Tuesday, January 17, 2006

The Learning Curve

I have not one, but two teleseminars scheduled for today. One is with a good friend and a great writer, Terri Gordon. It's titled: "The A.C.E. Up Your Sleeve: Getting Started in the Writing Game." The second is with Geoff Teall, hunter judge and trainer extraordinaire. It explores "Top Ten Tips for Winning in the Hunter Ring."

I am extremely grateful to both of them for allowing me to learn and to practice on them. There's nothing like jumping into the ring to learn the ropes. The cool, unexpected bonus for me is the excitement with which I'm looking forward to these calls. They are far more fun than I dreamed they would be.

In Monday night's teleseminar class, Alex Mandossian talked about having goals and taking charge. Initiative works best, he said, before you meet the challenge head-on. In other words, it's better to anticipate potential problems and take steps to solve them before the emergency arises.

Alex also mentioned the following quote from Dr. Martin Luther King:

"The ultimate measure of a man is not where he stands in moments of comfort and convenience, but where he stands at times of challenge and controversy."

I found myself thinking on that for several hours afterwards...

As a participant in the teleseminar class, I have signed up for a contest evaluating the "most improved newbie." I doubt that I'll win (I've listened to the MP3 file of the teleseminar I did with Denise. Though what she has to say is great, I say "uh" far too often to win any contest...), but felt that I might as well enter. I believe it's good to participate in a class wholeheartedly, and one should practice what one preaches.

Besides, in order to meet the deadline to enter the contest, I had to do a teleseminar before January 16. That was the impetus to doing the call on "Top Ten Questions New Puppy Owners Ask" last Wednesday. So, whether or not I move up in the ranks of the contest participants, entering has been good for me already -- I got the first one done!

In order to enter the contest, I had to write a 250 word essay on why I feel I should be considered as a winner. Writing it made me isolate and identify my reasons for taking the course. I realized that the primary reason for my involvement was my clients and not myself.

I mentioned that my clients are world-class experts in their fields (with specialties ranging from horse and dog training to publishing to neurosurgery). They have a vast knowledge base that really deserves exposure to the greatest numbers of interested people possible. I’ve written books for them. But even a bestselling book can’t compete with the power of the spoken word when it comes to immediately connecting with an audience.

I told them that I believe teleseminars will become an important component of my clients’ marketing plans. Right now, however, I’m the “teleseminar ambassador,” because my clients aren’t yet convinced of the power of the phone. That’s about to change.

I explained that my first teleseminar was on January 11, 2006. It was a learning experience designed to culminate in an information product. Because my client was skeptical about the whole process, we didn’t even allow registrants. We simply conducted a short live interview and recorded it. By the end of the day, it was available on-line for downloading – and my client had enthusiastically begun planning a series!

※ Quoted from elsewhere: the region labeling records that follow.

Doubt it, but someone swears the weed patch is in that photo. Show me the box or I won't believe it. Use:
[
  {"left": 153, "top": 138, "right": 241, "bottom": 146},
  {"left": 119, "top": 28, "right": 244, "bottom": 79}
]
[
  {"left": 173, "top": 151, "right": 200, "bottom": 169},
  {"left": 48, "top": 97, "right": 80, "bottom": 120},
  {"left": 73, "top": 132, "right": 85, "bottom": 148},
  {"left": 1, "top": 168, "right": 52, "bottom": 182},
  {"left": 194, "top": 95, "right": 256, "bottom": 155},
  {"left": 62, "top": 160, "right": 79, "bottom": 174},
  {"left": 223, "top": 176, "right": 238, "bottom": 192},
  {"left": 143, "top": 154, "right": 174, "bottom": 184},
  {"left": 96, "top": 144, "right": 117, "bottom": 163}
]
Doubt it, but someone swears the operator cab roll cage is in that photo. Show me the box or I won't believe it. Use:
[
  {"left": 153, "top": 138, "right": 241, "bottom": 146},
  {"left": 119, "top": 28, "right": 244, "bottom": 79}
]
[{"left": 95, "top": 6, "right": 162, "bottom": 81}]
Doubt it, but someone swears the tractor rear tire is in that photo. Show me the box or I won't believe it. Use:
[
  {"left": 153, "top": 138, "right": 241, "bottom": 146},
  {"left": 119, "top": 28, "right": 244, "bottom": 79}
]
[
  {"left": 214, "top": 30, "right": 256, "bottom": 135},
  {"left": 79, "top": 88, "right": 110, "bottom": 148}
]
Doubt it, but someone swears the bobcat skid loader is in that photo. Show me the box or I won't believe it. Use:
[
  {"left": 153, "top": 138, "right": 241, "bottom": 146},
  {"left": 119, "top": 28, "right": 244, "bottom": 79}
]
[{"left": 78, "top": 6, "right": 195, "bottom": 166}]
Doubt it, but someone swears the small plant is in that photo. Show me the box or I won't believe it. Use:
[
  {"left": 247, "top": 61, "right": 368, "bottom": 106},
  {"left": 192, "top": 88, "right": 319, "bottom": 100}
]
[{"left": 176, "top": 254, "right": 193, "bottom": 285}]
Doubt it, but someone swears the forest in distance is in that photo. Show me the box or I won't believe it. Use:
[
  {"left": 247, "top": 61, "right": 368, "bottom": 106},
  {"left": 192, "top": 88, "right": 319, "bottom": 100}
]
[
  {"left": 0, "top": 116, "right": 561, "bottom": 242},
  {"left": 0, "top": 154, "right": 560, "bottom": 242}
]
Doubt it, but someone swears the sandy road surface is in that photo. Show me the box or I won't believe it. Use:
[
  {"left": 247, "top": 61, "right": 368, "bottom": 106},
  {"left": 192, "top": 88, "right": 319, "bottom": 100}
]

Finally, I told them that in the next 48 hours, I have three teleseminars scheduled with three other clients. I want to learn everything I can about the medium in order to present my clients in the best, most professional light.

It's all a part of a huge learning curve. Right now, we're working on figuring out how to have people enter their names and e-mail addresses before they download the free MP3 files. We'd like to build a database of people who have visited the site and who have evidenced an interest in what we have to say. But we don't want to scare them or make them think they've signed up for something they don't want. Right now, I'm not happy with the way the database is working, so we don't have a means of building a list of people interested in what's there. But we'll figure it out... Eventually.